Can the US learn from Ireland?

It’s interesting to note that the Nobel Prizewinning economist, Paul Kugman, who, incidentally, has found the Obama administration wanting in its handling the economy crisis, has written a brief piece for the New York Times ( reprinted in today’s edition of The Guardian warning the US government that if it continues on its current course, it could well end up in a similar bind as the Irish government has.


How did Ireland get into its current bind? By being just like the US, only more so. Like Iceland, Ireland jumped with both feet into the brave new world of unsupervised global markets. Last year the Heritage Foundation declared Ireland the world’s third-freest economy, behind only Hong Kong and Singapore.

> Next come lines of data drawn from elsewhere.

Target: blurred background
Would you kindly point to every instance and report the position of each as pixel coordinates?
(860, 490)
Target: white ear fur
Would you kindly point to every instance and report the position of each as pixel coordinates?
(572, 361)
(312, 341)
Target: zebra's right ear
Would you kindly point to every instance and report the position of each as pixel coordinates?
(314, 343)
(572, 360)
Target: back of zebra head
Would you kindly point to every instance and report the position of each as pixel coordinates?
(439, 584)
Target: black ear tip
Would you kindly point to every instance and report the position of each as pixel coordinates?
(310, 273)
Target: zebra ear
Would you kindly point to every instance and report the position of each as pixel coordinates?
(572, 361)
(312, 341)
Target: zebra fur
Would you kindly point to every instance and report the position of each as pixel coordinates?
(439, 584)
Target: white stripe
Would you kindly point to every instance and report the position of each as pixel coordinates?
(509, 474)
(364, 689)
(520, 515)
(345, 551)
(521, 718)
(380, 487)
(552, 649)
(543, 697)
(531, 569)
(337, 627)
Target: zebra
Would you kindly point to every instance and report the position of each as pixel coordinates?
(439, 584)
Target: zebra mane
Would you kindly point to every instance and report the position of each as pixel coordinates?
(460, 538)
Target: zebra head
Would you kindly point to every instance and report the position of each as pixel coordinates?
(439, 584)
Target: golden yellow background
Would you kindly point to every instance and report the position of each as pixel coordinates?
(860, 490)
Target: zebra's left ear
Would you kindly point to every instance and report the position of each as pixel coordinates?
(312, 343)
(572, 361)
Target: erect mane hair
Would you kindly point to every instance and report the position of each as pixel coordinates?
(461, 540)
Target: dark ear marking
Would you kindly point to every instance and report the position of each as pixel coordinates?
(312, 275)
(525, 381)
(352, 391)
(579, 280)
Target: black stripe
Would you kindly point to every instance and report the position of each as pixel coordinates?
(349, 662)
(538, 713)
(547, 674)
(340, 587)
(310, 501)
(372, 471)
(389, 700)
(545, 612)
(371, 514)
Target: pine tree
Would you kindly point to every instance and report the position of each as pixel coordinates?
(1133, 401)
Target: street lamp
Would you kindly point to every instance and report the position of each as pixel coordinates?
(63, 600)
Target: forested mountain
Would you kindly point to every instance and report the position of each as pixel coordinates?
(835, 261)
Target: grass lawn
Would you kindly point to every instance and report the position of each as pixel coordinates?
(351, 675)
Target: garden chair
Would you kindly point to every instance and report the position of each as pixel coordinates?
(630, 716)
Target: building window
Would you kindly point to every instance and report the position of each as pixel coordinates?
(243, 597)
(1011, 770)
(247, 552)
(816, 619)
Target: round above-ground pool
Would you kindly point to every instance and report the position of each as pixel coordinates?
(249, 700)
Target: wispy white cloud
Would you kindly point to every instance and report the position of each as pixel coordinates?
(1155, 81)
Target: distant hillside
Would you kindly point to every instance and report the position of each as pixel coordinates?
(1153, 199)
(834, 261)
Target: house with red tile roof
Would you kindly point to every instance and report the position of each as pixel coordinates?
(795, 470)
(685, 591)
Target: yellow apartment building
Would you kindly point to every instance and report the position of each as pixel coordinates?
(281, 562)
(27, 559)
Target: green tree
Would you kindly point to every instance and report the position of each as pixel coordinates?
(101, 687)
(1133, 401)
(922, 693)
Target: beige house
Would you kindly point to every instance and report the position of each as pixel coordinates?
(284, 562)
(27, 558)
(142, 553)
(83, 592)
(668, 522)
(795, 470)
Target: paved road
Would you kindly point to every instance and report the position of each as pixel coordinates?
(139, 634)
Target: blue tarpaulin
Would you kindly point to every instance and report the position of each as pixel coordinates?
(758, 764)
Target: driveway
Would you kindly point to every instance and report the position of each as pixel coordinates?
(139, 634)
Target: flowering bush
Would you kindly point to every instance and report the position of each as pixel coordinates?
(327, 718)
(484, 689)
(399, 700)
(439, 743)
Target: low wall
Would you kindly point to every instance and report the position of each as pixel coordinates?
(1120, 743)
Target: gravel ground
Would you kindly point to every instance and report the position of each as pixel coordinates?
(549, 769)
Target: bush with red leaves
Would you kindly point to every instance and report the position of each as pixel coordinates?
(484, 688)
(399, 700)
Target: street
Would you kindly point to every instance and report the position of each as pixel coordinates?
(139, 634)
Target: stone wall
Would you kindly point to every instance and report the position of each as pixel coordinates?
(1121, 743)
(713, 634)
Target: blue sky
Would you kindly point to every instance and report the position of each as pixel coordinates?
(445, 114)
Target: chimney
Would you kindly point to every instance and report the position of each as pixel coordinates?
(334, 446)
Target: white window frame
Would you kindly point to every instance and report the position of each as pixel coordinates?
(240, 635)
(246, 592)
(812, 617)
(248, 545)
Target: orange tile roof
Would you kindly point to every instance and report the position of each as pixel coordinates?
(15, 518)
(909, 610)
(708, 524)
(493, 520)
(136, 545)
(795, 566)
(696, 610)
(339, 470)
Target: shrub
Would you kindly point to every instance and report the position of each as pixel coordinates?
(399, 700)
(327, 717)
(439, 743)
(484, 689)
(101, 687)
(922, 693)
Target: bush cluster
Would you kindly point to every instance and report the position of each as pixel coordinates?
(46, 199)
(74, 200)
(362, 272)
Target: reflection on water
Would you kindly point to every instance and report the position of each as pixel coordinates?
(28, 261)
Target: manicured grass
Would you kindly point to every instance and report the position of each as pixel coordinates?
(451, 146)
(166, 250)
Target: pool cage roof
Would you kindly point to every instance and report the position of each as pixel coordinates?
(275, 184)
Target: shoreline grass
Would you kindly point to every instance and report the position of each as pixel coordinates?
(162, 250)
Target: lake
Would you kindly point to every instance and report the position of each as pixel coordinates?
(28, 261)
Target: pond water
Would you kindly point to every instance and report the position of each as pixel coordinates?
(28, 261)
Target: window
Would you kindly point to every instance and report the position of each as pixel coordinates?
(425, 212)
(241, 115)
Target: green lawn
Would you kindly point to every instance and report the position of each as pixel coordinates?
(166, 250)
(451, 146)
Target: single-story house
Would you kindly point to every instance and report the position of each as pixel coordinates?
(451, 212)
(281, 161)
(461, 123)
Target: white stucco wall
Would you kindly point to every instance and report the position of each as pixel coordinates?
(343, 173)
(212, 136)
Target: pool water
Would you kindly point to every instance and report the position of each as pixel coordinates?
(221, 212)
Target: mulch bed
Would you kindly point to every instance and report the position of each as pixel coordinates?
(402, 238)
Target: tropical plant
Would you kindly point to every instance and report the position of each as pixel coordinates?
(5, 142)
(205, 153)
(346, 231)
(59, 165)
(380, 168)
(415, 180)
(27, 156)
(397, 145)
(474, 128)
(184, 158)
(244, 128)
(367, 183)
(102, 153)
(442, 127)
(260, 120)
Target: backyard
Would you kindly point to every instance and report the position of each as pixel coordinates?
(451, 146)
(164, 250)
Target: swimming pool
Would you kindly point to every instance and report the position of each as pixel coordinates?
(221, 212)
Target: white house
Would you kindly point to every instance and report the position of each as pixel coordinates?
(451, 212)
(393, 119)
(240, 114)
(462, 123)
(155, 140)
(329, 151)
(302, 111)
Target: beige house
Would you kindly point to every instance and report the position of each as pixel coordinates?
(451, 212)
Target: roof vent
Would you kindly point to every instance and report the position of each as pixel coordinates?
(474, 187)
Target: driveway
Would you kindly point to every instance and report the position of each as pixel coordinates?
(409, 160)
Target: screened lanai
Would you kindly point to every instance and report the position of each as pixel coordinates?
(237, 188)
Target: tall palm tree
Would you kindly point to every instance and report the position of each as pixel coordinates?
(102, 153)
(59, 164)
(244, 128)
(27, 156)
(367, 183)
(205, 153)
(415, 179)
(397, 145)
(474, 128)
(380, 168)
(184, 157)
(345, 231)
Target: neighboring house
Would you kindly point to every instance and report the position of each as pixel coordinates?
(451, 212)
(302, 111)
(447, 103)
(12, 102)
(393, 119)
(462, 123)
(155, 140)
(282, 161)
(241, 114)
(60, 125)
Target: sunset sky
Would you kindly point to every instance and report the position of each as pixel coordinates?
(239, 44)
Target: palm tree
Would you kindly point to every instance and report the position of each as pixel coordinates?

One part of the Irish economy that became especially free was the banking sector, which used its freedom to finance a monstrous housing bubble. Ireland became in effect a cool, snake-free version of coastal Florida

 Then the bubble burst. The collapse of construction sent the economy into a tailspin, while plunging home prices left many owing more than their houses were worth. The result has been a rising tide of defaults and heavy losses for the banks. And the troubles of the banks are largely responsible for putting the Irish government in a policy straitjacket.


Krugman gives an excellent summary of the hoops that the Irish government have gone through since the “bubble burst” He acknowledges that the Obama administration is still free to make decisions that are no longer open to the Irish


… For now, the US isn’t confined by an Irish-type fiscal straitjacket: The financial markets still consider government debt safer than anything else. But we can’t assume that this will always be true. Unfortunately, we didn’t save for a rainy day: thanks to tax cuts and the war in Iraq, America came out of the “Bush boom” with a higher ratio of government debt to GDP than it had going in. And if we push that ratio another 30 or 40 points higher – not out of the question if economic policy is mishandled over the next few years – we might start facing our own problems with the bond market.

That’s one reason I’m so concerned about the Obama administration’s bank plan. If, as some of us fear, taxpayer funds end up providing windfalls to financial operators instead of fixing what needs to be fixed, we might not have the money to go back and do it right.

And the lesson of Ireland is that you really, really don’t want to put yourself in a position where you have to punish your economy in order to save your banks.

Anybody wishing to know more about Krugman’s latest thinking can read his always readable The Conscience of a Liberal blog which a permanent feature in The New York Times.